Land of the Free: The battle of LA
- KARLOVY VARY 2017: The feature-length documentary debut by Danish filmmaker Camilla Magid spotlights the victims of an inadequate prison system trying to find redemption in South Central LA
What does it take to turn your life around in a society that allows little to no room for change? In her feature-length documentary debut, Land of the Free [+see also:
film profile], which is duking it out in the Documentary Competition of the 52nd Karlovy Vary International Film Festival, award-winning Danish filmmaker Camilla Magid explores the depths of the economically depressed district of South Central LA and its disadvantaged inhabitants, subjugated by an uncaring and sweltering prison system, and oppressed by the devastating, ever-present threat of gang violence.

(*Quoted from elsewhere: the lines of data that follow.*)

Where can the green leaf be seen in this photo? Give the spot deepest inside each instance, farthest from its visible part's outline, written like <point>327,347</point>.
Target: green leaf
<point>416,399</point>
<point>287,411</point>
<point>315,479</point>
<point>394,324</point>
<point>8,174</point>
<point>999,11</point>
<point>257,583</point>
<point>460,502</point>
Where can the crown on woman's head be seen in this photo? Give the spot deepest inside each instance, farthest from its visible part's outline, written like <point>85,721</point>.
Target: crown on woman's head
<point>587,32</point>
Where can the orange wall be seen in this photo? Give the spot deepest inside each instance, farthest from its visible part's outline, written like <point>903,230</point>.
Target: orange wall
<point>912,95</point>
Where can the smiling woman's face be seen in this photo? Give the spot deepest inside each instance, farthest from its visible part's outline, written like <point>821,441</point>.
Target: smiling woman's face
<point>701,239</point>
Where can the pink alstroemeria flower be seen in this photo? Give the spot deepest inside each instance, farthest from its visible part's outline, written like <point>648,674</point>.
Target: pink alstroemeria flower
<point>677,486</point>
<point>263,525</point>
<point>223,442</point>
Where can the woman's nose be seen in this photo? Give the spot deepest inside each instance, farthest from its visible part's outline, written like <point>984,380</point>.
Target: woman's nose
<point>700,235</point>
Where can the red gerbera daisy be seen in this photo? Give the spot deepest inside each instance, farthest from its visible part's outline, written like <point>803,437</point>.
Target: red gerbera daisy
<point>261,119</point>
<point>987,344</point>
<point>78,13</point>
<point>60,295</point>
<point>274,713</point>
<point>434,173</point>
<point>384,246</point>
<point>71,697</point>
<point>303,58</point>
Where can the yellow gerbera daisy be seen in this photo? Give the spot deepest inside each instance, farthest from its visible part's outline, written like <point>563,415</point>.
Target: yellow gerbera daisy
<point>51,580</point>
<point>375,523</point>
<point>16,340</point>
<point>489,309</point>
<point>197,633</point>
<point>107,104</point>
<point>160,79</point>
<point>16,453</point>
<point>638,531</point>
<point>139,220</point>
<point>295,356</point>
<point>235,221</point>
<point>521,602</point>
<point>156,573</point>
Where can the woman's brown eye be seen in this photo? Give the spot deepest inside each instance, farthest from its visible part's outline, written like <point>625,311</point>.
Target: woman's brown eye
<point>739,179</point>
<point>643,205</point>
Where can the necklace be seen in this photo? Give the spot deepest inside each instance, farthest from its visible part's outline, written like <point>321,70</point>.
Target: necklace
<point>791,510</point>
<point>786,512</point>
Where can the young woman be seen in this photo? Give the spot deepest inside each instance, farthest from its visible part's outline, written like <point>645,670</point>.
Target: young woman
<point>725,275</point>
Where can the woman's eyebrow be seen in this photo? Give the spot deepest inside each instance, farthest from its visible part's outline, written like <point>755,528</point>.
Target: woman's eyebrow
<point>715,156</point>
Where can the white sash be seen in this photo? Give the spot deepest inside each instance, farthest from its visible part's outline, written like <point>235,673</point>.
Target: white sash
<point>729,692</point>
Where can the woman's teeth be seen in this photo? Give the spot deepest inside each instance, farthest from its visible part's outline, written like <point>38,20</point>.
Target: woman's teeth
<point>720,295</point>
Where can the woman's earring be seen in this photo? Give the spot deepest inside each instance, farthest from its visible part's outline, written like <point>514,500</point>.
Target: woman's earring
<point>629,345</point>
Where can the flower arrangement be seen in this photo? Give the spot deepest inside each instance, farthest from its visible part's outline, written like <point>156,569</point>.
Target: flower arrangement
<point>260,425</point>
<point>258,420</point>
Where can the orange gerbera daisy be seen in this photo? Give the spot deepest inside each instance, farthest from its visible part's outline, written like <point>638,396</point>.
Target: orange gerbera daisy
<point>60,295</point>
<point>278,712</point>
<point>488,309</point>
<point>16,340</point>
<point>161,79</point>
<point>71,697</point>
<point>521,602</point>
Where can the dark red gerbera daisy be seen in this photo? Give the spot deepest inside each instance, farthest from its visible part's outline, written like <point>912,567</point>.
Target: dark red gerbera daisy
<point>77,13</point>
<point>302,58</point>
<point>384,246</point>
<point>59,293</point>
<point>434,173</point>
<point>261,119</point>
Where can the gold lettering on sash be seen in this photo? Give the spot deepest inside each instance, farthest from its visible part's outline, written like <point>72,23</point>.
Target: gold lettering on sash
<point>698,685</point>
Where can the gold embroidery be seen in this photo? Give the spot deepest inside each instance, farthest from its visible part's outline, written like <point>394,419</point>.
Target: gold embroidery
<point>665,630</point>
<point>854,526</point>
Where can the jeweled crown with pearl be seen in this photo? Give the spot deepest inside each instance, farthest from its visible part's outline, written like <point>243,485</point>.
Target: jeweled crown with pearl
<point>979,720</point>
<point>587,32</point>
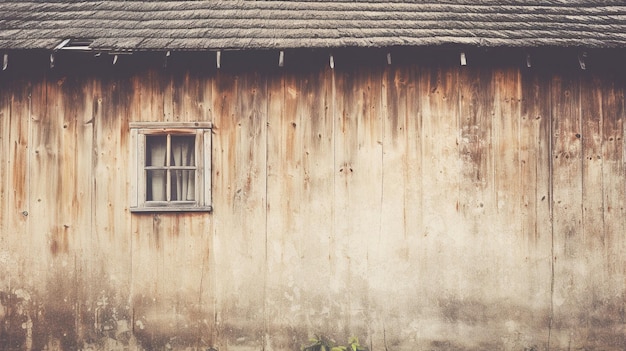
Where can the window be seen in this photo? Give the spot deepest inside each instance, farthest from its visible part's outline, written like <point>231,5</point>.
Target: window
<point>172,163</point>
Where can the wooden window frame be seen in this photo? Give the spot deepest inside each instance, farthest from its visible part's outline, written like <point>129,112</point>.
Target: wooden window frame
<point>202,133</point>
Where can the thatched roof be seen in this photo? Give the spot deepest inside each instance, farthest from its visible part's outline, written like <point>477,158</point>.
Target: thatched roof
<point>243,24</point>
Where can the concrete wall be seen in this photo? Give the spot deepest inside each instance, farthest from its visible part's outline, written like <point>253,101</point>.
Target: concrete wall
<point>418,206</point>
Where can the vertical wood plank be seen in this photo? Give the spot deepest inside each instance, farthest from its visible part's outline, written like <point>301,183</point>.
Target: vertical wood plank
<point>568,258</point>
<point>614,200</point>
<point>15,115</point>
<point>592,268</point>
<point>240,204</point>
<point>536,196</point>
<point>299,171</point>
<point>437,257</point>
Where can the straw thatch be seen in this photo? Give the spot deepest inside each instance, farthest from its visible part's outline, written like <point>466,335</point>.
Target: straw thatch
<point>243,24</point>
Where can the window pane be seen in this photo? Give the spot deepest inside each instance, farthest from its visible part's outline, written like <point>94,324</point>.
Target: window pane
<point>156,150</point>
<point>183,185</point>
<point>183,150</point>
<point>155,185</point>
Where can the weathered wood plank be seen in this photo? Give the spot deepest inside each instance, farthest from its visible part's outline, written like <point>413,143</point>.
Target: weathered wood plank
<point>300,131</point>
<point>357,193</point>
<point>535,198</point>
<point>569,265</point>
<point>240,201</point>
<point>15,117</point>
<point>614,200</point>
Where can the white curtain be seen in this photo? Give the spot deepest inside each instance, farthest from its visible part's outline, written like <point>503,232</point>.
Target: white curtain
<point>182,181</point>
<point>182,154</point>
<point>156,154</point>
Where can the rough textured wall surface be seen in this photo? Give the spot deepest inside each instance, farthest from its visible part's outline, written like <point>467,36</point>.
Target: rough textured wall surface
<point>417,206</point>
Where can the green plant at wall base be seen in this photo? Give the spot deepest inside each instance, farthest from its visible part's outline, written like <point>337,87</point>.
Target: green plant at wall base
<point>321,343</point>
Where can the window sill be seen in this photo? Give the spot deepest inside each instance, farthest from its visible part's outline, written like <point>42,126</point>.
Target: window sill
<point>171,209</point>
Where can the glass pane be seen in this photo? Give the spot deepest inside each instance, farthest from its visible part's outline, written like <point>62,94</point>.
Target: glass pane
<point>156,150</point>
<point>155,185</point>
<point>183,185</point>
<point>183,150</point>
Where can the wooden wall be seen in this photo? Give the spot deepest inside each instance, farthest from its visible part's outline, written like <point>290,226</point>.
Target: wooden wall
<point>421,205</point>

Brian Watts (42) has just been released from Soledad State Prison after serving 24 years of a 28-to-life sentence. He grew up in a dysfunctional family and learned from an early age to make poor choices. He has spent most of his life in jail and now has to learn everything from scratch. One of the first things he does is to open a Gmail account and create his digital identity, which is so crucial nowadays if you want to apply for a job and is a prerequisite for merely existing in today's automated society. Brian attends a community programme that aims to promote acceptance and forgiveness and, mentored by Pastor Swaringer, he has recurring meetings with a psychologist. Attending this programme are also Juan (18), an illegal immigrant from San Salvador on probation after being arrested for gang activity, and Gianni (seven), who is convinced that nobody loves him, not even his mother, Cezanne Lewis, with whom he has a very conflicting relationship after she has been arrested at the border for trying to smuggle 200 pounds of marijuana. All three characters are trying to find their place in a society that seems to have no use for them.

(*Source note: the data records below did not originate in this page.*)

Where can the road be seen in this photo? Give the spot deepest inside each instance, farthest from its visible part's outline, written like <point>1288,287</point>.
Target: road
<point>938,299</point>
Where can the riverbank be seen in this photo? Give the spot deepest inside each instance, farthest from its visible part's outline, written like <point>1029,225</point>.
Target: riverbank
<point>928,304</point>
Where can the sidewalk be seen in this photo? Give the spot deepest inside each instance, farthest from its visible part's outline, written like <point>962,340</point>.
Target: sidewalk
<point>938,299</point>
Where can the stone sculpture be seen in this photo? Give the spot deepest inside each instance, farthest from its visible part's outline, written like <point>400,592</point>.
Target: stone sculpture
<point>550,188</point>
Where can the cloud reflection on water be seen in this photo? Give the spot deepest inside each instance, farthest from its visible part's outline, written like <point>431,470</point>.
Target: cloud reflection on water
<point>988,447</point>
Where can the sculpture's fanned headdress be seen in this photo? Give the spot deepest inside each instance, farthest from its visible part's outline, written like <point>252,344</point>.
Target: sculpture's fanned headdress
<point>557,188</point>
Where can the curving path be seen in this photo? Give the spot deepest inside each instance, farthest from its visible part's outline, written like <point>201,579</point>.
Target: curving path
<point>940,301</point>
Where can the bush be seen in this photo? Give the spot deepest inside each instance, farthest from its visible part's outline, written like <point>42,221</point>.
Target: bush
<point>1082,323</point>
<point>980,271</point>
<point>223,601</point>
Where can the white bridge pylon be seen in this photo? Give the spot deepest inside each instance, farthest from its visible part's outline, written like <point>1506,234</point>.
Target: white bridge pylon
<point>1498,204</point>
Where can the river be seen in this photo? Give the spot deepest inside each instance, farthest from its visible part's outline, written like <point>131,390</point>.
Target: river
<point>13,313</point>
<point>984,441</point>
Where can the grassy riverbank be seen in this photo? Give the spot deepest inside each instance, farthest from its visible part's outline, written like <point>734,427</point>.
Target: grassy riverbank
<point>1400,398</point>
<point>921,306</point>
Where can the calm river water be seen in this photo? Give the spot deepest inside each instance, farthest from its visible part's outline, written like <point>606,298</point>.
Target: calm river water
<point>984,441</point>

If one were to make a hasty judgement, one could say that the relationships between individuals, family, society and institutions are the sole focus of Magid’s critical dissection. But that's not all. Brian, Juan and Gianni have two things in common: they’ve all been victims of gang activity and raised by a single mother. “I don't look like her,” says Gianni, referring to his mother; “I look like my father” – a person he's never even seen. "You ready?" asked Juan's mother before hugging him and accompanying him to the border. "I love you. Take care of yourself. Walk and don't look back." The reconciliation between Brian and his mother, with whom he hasn't connected for the past 24 years, becomes a cardinal part of the documentary – and of Juan’s grievous process of building healthy relationships with the women in his life.
Over a span of two years, Brian, Juan and Gianni remind us that living in the free world doesn’t necessarily mean being free. Brian is still carrying around the burden of his past choices, Juan is in a country he can’t call home, and Gianni is confined to his house for fear that something might happen to him in the streets.
Produced by Danish outfit Final Cut for Real and Finland’s Tuffi Films, and handled internationally by Danish sales agent DR Sales, Land of the Free is a must-watch documentary that will surely find success as it continues its festival run and attract the interest of many international buyers.